How do the median SAT scores compare across public and private institutions? 

There are a few new plotting tricks here...

In [None]:
fig, ax = plt.subplots(1, 3, figsize=(21,6))

# Set up the color scheme. This makes it easier to fiddle with.
bar_color = 'red'
bar_alpha = 0.35

# Plot one SAT variable on each axes
ax[0].bar(bach_sat_med.index, bach_sat_med['sat_math_med'], color=bar_color, alpha=bar_alpha)
ax[1].bar(bach_sat_med.index, bach_sat_med['sat_read_med'], color=bar_color, alpha=bar_alpha)
ax[2].bar(bach_sat_med.index, bach_sat_med['sat_write_med'],color=bar_color, alpha=bar_alpha)

# Titles!
ax[0].set_title('SAT reading')
ax[1].set_title('SAT math')
ax[2].set_title('SAT writing')

# I am only setting the ylabel on the left-most. Save some non-data ink.
ax[0].set_ylabel('Median score')

# Set these common parameters by looping over the axes.
for a in ax:
    a.spines['top'].set_visible(False)
    a.spines['right'].set_visible(False)
    a.grid(axis='y', color='white')                # Still experimenting with this...
    a.xaxis.set_tick_params(length=0)              # Kill the xaxis ticks
    a.yaxis.set_tick_params(length=0)              # Kill the yaxis ticks
    
plt.show()


Interesting. Private for-profit institutions seem to have about the same quality of writing scores, a bit lower math scores and substantially lower reading scores. Once we fire up some stats model packages, we can do formal tests to see if they are significantly different.  

## Extra practice

If you want to practice some more, try writing three functions: One returns the 25 percentile, one returns the 50th percentile and one returns the 75 percentile. 


Then redo question 2 from the first practice, but using only one groupby and and the `.agg()` method. 

2. Let's look at a measure of the earnings spread for different institution types
   1. Compute the 75th quantile for 'earn_10' for each 'type'.
   2. Compute the 50th quantile for 'earn_10' for each 'type'.
   3. Compute the 25th quantile for 'earn_10' for each 'type'.

You should have three new DataFrames, each containing the one of the quantile statistics.


2d.
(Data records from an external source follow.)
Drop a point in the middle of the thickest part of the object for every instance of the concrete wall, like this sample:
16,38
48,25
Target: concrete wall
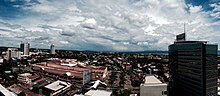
153,89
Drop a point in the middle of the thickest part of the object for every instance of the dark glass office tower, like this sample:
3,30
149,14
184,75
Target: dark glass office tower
192,69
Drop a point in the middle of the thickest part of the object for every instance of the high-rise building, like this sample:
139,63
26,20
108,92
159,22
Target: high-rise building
24,47
52,49
13,53
192,69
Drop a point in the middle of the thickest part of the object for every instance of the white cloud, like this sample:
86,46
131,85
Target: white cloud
122,25
194,9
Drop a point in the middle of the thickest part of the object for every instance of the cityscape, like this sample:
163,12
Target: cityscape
109,48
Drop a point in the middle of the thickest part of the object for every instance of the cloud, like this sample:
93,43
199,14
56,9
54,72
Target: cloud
112,25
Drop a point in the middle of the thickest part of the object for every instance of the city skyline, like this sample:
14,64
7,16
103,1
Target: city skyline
125,25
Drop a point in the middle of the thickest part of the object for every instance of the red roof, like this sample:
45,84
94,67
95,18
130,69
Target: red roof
40,80
33,77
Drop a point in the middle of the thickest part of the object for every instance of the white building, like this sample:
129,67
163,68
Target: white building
98,93
153,87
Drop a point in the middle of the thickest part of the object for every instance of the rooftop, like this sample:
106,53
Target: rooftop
98,93
57,85
5,91
151,79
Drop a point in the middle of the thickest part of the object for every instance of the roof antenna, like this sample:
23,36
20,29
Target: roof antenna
184,30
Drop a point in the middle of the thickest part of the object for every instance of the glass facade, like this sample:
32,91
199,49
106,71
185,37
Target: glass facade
193,69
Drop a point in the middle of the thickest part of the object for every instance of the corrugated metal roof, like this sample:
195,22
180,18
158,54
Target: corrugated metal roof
57,85
151,79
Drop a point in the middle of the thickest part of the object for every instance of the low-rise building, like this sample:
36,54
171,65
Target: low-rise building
98,93
56,88
153,87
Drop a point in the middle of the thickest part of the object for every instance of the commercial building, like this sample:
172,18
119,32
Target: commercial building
5,92
13,53
192,69
153,87
26,79
56,88
98,93
57,68
24,47
52,49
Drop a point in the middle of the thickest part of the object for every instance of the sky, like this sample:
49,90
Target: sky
107,25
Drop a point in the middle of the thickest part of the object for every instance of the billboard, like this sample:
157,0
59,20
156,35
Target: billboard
87,75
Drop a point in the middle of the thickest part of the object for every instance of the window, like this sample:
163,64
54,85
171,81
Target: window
164,92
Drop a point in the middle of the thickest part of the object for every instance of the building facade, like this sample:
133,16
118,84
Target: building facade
192,69
52,49
13,53
24,47
153,87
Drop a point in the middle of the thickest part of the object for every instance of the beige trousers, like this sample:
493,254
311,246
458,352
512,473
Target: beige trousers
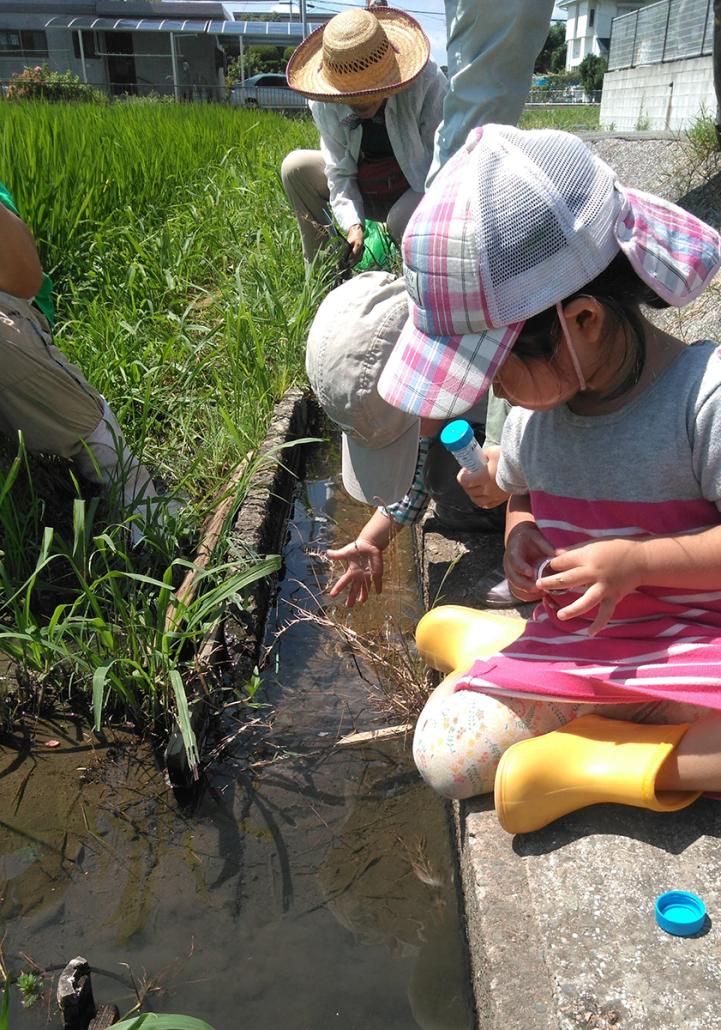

For each type, compute the difference between the 75 percentile and the 25 percentile and divide it by the median. 

This is sometimes called the *quartile-based coefficient of variation*. It is a measure of the variability of a variable. It is less sensitive to outliers than the coefficient of variation, which is the standard deviation divided by the mean.